Families to find out extent of mammoth winter energy bills

26 August 2022, 00:04

Ofgem announcement
Ofgem announcement. Picture: PA

The price cap is expected to reach between £3,550 and £3,600 in October.

Families across Great Britain will find out on Friday how tough energy bills will be this winter but they may have to wait to discover what the Government will do to help.

Around 24 million households are set to be told that their energy bills will rise by around 80% from the start of October.

The average household will pay somewhere between £3,550 to £3,600 according to predictions from consultancies Cornwall Insight and Auxilione.

This is approximately £2,300 more than a year earlier.

Energy costs
Many will try to reduce bills by keeping homes colder (PA)

It is likely to be a nervous wait between Friday when Ofgem announces the new cap and September 5, when the new prime minister takes office.

As they wait for Government help, many will try to reduce bills by keeping their homes colder, cooking in bulk and taking shorter and less regular showers.

Experts also say that turning down the flow temperature on your boiler and switching off your boiler’s pre-heat mode can save hundreds of pounds this winter.

But such savings are likely to offset only a small proportion of the mammoth price cap.

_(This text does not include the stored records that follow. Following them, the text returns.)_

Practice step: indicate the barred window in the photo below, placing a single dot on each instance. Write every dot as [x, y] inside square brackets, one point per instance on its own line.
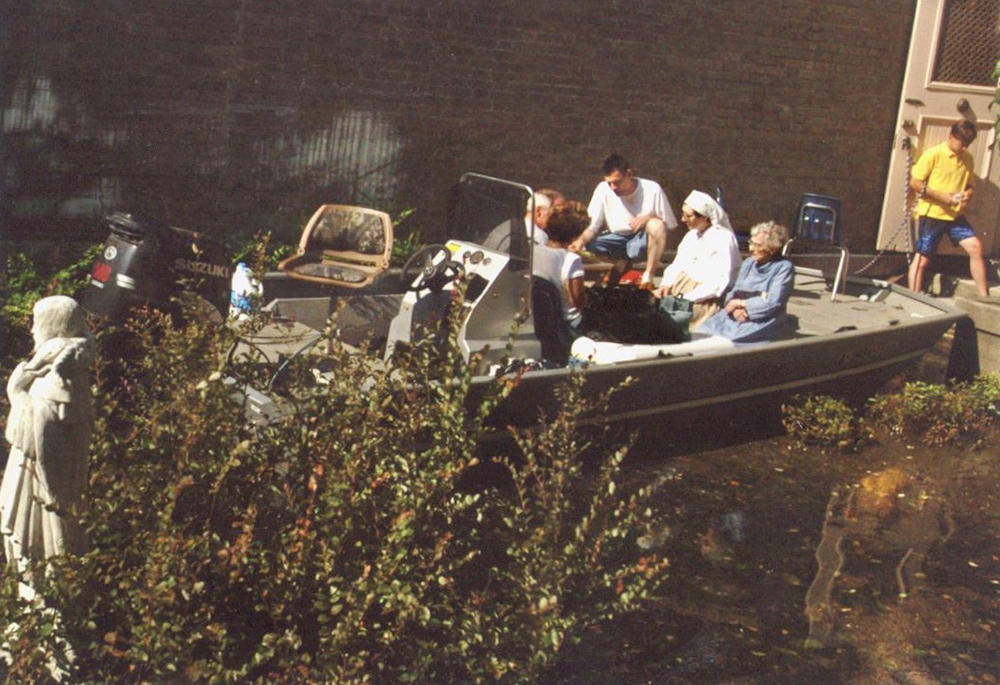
[969, 44]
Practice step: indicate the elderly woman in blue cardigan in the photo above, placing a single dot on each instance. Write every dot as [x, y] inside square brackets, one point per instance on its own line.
[754, 311]
[755, 306]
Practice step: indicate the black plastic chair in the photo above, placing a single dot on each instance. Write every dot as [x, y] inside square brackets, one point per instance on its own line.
[817, 229]
[551, 328]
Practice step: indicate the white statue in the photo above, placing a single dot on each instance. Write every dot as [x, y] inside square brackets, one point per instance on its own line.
[49, 427]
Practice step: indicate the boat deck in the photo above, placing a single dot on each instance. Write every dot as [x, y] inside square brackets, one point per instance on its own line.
[860, 308]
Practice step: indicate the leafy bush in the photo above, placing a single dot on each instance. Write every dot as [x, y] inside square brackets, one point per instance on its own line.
[25, 283]
[822, 420]
[939, 414]
[366, 538]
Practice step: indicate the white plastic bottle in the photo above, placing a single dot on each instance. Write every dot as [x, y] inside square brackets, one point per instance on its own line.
[246, 291]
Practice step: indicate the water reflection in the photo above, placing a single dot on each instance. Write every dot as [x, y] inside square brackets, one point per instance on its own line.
[800, 566]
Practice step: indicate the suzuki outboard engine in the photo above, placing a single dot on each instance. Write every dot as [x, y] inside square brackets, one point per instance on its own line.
[147, 262]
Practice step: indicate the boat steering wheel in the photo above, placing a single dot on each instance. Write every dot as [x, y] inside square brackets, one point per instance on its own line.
[422, 272]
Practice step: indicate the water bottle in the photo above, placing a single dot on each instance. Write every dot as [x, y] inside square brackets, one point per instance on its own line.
[246, 289]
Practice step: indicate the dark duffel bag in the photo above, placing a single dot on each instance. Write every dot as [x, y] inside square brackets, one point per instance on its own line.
[629, 315]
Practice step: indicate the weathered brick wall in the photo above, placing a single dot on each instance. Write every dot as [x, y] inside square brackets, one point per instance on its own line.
[236, 115]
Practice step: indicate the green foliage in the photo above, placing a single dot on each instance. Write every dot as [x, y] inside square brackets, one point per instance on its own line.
[367, 538]
[404, 248]
[938, 414]
[25, 283]
[822, 420]
[261, 253]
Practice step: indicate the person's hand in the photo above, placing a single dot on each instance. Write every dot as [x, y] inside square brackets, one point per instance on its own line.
[639, 222]
[964, 198]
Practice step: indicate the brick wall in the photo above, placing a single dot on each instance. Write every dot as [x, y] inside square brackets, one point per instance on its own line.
[231, 116]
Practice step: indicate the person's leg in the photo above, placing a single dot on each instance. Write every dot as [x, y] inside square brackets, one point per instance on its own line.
[915, 277]
[656, 242]
[612, 247]
[929, 232]
[977, 264]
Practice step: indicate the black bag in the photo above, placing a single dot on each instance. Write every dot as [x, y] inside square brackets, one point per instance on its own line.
[626, 314]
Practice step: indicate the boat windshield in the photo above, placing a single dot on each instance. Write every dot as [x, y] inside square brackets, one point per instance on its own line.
[490, 212]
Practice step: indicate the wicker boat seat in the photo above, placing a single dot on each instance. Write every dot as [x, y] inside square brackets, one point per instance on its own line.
[342, 245]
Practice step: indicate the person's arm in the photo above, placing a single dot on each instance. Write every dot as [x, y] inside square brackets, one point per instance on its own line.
[721, 260]
[662, 208]
[765, 304]
[577, 293]
[572, 276]
[919, 183]
[596, 211]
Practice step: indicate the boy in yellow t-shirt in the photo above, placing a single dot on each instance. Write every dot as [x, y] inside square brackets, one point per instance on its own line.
[942, 179]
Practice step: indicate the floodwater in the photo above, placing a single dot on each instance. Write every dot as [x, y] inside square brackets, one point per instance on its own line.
[804, 565]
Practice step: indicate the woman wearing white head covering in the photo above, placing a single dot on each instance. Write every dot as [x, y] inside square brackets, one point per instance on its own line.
[707, 260]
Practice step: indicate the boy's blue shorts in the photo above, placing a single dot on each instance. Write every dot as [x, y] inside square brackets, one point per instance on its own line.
[931, 230]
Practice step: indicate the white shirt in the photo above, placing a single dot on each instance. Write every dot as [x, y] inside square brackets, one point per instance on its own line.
[558, 266]
[712, 258]
[607, 209]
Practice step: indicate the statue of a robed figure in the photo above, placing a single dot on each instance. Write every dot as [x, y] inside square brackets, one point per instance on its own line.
[49, 428]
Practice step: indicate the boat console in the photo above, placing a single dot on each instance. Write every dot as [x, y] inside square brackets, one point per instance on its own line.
[494, 287]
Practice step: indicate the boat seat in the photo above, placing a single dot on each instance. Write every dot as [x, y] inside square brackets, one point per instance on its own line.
[342, 245]
[817, 230]
[551, 328]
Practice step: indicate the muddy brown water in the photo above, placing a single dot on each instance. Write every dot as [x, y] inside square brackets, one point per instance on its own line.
[806, 565]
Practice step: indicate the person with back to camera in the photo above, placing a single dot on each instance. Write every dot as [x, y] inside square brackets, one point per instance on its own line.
[707, 260]
[634, 215]
[556, 263]
[942, 179]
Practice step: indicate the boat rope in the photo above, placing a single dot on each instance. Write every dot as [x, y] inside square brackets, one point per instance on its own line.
[904, 224]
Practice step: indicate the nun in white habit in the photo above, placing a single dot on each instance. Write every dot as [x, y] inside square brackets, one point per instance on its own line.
[707, 260]
[49, 428]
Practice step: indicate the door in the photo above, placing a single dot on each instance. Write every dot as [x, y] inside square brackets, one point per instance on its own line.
[949, 76]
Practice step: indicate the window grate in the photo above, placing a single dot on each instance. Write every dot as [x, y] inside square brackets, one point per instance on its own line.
[970, 42]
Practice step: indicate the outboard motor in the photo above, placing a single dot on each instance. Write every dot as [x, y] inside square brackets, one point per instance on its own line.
[147, 262]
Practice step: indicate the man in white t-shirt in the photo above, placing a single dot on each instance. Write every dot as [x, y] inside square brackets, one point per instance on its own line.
[629, 218]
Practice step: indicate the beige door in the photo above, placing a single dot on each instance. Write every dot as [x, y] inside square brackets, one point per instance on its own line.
[949, 75]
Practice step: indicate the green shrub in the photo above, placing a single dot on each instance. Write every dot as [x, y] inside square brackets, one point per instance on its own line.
[822, 420]
[366, 538]
[24, 283]
[938, 414]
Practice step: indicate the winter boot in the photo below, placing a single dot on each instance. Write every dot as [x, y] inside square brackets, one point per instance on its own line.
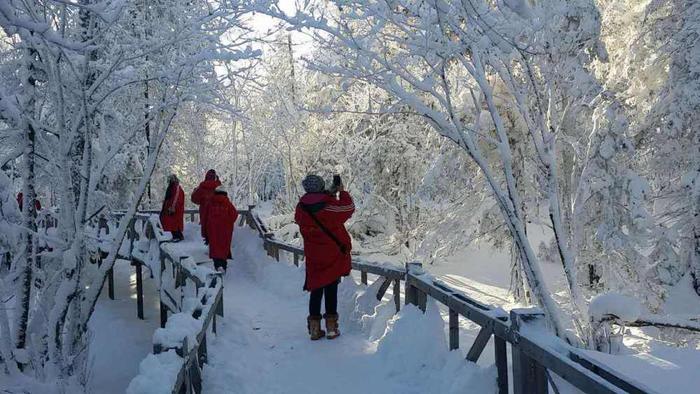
[314, 325]
[332, 326]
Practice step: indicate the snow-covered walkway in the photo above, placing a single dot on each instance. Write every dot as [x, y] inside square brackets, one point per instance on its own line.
[262, 345]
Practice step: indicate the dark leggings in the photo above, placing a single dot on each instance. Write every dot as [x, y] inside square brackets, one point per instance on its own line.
[331, 293]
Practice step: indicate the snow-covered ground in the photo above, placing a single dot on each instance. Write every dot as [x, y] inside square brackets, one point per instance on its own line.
[262, 345]
[119, 339]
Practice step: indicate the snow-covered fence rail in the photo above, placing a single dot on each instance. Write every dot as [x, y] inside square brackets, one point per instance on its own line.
[536, 354]
[191, 293]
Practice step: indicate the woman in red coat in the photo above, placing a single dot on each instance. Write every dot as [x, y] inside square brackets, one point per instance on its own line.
[172, 213]
[321, 218]
[201, 196]
[221, 217]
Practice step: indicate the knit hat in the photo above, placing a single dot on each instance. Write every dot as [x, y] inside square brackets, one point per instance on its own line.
[211, 175]
[313, 184]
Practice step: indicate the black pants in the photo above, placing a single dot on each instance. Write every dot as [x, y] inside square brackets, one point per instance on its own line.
[331, 293]
[220, 263]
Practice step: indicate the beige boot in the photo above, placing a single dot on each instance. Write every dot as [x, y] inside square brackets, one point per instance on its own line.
[332, 326]
[314, 325]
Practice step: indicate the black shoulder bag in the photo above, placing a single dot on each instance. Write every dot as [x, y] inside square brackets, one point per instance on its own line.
[341, 246]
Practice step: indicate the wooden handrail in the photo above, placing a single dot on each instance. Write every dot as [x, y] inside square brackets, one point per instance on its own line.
[533, 359]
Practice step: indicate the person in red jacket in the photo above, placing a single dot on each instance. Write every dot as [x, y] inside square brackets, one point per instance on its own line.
[20, 202]
[221, 217]
[321, 217]
[172, 213]
[201, 196]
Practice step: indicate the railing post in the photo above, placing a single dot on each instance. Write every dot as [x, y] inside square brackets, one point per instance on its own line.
[250, 216]
[139, 288]
[529, 377]
[501, 356]
[454, 330]
[413, 295]
[110, 283]
[397, 295]
[202, 351]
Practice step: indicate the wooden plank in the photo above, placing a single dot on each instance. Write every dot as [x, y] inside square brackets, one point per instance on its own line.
[202, 350]
[379, 270]
[110, 283]
[529, 376]
[607, 373]
[461, 305]
[479, 344]
[454, 330]
[397, 295]
[163, 314]
[501, 356]
[139, 288]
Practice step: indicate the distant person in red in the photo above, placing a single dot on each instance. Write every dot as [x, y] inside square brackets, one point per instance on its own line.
[20, 202]
[172, 213]
[321, 217]
[221, 216]
[201, 196]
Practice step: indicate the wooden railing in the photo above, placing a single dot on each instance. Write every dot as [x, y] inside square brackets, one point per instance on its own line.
[179, 278]
[535, 354]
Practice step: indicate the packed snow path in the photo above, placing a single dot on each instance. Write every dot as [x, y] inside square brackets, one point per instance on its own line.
[262, 345]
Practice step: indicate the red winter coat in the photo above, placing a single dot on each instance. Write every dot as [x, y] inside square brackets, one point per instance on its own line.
[221, 217]
[325, 263]
[201, 196]
[175, 201]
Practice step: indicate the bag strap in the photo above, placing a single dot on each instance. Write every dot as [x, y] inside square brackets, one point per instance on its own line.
[341, 246]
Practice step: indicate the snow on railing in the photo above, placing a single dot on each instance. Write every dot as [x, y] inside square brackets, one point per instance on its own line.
[190, 292]
[536, 353]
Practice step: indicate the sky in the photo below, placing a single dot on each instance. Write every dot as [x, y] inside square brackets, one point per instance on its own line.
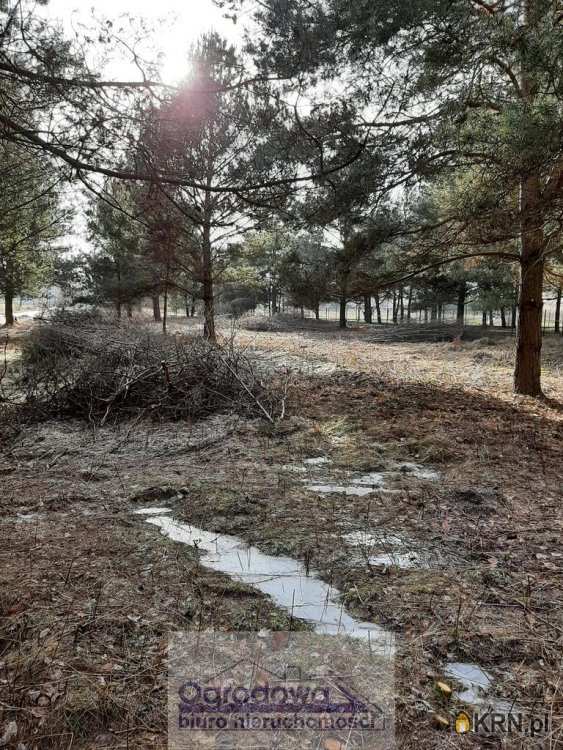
[176, 23]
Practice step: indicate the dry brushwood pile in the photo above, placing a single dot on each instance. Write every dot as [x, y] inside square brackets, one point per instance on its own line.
[91, 369]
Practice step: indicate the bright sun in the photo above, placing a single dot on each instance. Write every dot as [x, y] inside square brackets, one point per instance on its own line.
[177, 23]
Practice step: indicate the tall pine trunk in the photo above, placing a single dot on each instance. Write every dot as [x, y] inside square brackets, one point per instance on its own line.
[378, 308]
[368, 318]
[461, 297]
[9, 306]
[343, 304]
[156, 308]
[208, 297]
[558, 311]
[527, 374]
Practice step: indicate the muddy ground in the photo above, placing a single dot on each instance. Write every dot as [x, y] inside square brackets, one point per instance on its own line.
[466, 566]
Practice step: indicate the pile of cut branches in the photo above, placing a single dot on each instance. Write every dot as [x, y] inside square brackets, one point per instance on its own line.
[95, 370]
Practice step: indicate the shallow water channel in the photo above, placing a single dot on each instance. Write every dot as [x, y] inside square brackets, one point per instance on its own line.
[283, 579]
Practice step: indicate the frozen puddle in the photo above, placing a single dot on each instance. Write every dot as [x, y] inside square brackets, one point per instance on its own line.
[477, 684]
[341, 489]
[367, 543]
[319, 461]
[419, 472]
[366, 484]
[283, 579]
[368, 539]
[397, 560]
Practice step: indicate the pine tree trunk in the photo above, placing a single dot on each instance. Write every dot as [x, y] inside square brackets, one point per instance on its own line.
[208, 297]
[527, 374]
[343, 303]
[378, 308]
[461, 297]
[156, 308]
[368, 318]
[9, 307]
[165, 310]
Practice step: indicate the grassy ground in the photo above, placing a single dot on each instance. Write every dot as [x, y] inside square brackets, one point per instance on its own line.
[89, 590]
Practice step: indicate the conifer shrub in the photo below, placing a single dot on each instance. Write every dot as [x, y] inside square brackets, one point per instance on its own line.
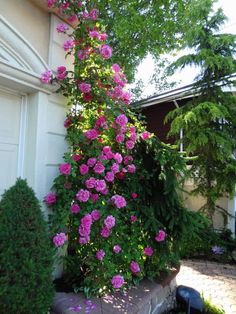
[25, 253]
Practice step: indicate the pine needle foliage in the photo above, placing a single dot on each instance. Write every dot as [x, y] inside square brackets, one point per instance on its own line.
[25, 253]
[209, 120]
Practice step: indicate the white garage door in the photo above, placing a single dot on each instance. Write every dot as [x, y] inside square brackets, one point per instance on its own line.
[10, 115]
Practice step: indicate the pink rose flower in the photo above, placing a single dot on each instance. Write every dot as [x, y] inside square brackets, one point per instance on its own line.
[148, 251]
[106, 51]
[134, 195]
[145, 135]
[110, 222]
[122, 120]
[65, 169]
[83, 195]
[118, 201]
[118, 158]
[133, 137]
[90, 183]
[50, 198]
[85, 88]
[134, 267]
[116, 68]
[133, 218]
[46, 77]
[160, 236]
[100, 255]
[101, 122]
[84, 169]
[103, 36]
[59, 239]
[68, 44]
[94, 34]
[51, 3]
[62, 28]
[76, 157]
[109, 177]
[95, 215]
[75, 209]
[126, 97]
[99, 168]
[94, 197]
[115, 168]
[67, 122]
[100, 185]
[117, 281]
[120, 138]
[117, 92]
[129, 145]
[93, 14]
[84, 240]
[116, 249]
[91, 162]
[72, 18]
[105, 233]
[91, 134]
[131, 168]
[128, 159]
[82, 54]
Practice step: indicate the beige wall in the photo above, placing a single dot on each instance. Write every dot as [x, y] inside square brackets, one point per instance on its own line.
[30, 21]
[196, 202]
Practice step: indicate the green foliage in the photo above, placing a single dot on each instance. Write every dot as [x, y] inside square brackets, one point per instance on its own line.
[211, 308]
[145, 26]
[25, 253]
[209, 120]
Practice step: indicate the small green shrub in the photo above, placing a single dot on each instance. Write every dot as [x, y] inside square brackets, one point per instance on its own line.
[25, 253]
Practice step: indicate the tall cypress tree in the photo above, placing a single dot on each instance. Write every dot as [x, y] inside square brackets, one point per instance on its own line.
[209, 120]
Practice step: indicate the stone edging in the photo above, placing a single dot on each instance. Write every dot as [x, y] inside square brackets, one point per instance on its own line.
[147, 298]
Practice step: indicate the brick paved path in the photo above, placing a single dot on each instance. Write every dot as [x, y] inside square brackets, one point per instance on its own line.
[216, 281]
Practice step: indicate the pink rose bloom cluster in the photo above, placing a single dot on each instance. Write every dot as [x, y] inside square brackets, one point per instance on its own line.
[75, 209]
[59, 239]
[46, 77]
[85, 88]
[101, 123]
[83, 195]
[109, 222]
[116, 249]
[99, 168]
[161, 235]
[117, 281]
[68, 44]
[51, 3]
[61, 73]
[118, 201]
[96, 35]
[83, 169]
[91, 134]
[85, 229]
[94, 14]
[95, 214]
[148, 251]
[100, 255]
[145, 136]
[65, 169]
[50, 198]
[134, 267]
[62, 28]
[106, 51]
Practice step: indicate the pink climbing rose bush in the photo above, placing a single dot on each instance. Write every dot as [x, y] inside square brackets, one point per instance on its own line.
[95, 205]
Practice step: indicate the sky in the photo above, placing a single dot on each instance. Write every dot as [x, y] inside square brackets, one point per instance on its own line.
[187, 75]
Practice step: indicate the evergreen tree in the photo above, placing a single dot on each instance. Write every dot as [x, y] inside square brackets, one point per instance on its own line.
[209, 120]
[25, 254]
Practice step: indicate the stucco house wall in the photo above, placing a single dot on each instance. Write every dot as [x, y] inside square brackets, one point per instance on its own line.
[31, 114]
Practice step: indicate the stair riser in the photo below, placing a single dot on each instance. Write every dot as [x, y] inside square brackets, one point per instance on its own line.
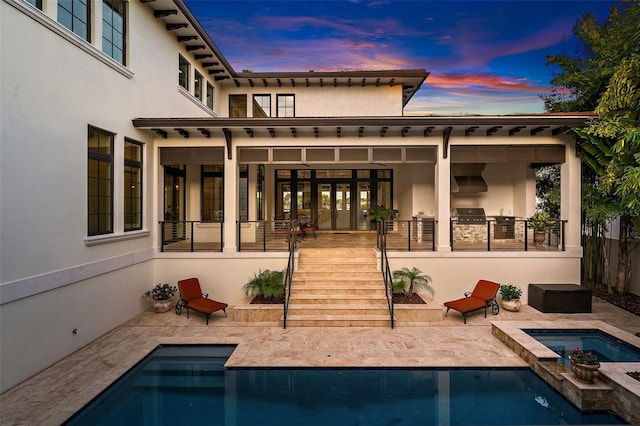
[338, 323]
[336, 267]
[337, 292]
[337, 311]
[347, 300]
[338, 275]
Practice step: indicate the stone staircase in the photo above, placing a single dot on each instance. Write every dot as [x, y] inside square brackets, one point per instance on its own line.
[338, 288]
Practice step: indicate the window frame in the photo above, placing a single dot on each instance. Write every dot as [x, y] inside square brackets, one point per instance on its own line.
[198, 83]
[233, 108]
[136, 164]
[109, 25]
[255, 104]
[285, 108]
[214, 175]
[75, 17]
[183, 75]
[104, 201]
[210, 94]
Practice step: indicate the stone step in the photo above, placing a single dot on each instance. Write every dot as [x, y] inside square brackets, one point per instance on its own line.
[330, 309]
[342, 292]
[340, 267]
[338, 320]
[302, 274]
[339, 299]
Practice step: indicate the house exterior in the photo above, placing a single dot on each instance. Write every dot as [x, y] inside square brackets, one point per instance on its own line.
[125, 131]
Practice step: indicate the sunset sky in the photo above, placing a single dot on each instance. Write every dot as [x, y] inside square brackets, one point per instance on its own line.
[485, 57]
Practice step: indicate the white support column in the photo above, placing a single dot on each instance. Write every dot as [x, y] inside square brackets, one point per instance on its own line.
[230, 202]
[443, 201]
[570, 196]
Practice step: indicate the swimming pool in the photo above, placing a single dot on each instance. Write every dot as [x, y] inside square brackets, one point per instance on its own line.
[190, 385]
[604, 345]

Families will have to come up with the money somehow, or face winter living in the cold. Around 45 million people in the UK could be thrown into fuel poverty as a result, according to a study from the University of York.

Rocio Concha, the director of policy and advocacy for Which?, said that six in 10 households are cutting back on essentials or dipping into savings, even ahead of the bill rises.

It “reinforces the need to urgently deal with this crisis before many more families are pushed into the difficult choice between heating or eating”, she said.

“The Government must move quickly to increase the amount of financial support it is providing to help households make ends meet and work with businesses to look at what more they can do for those facing serious financial hardship.”

What support might be put in place depends on who becomes prime minister.

Frontrunner Liz Truss has said that she might remove the £400 support from higher earning households.

She has also hinted at removing the existing windfall tax on energy firms, which was introduced in May by her rival, Rishi Sunak.

She insists that National Insurance tax cuts can help, and promised to ensure the UK starts producing more North Sea energy.

She has also promised to slash green levies on energy bills, and hinted at targeted support for the most vulnerable households.

Mr Sunak has said that her plans will tip millions into destitution, and her pledge to cut National Insurance payments will save people £1 a week and do nothing for households.

The former chancellor has announced an extra £10 billion to help people with their bills.

A Sunak government would temporarily scrap VAT payments on domestic fuel use, taking £200 off the average bill, while it would funnel an extra £5 billion to the most vulnerable.

However, Labour says this is not enough to cover the massive rises. Both Labour and the Liberal Democrats have called for a prize freeze at just under £2,000.

Several energy companies have suggested similar ideas – using bank loans to keep the cap at current levels.

Ofgem decides the price cap by observing what wholesale energy prices do over several months.

It then multiplies this price per unit by the number of units of gas and electricity that an average household uses in a year.

To this it adds several charges. These include VAT, green and social levies, charges paid to the energy networks, and a small amount of profit.

The cap is designed to limit the amount of profit that an energy supplier can take. It does not limit the profits of the companies that sell the same energy to that supplier.

Based on Wednesday’s gas prices, experts at consultancy Auxilione think the cap will reach £5,210 in January 2023 and £6,823 in April.

Then it will fall, but only to £6,106 in July and £5,668 next October.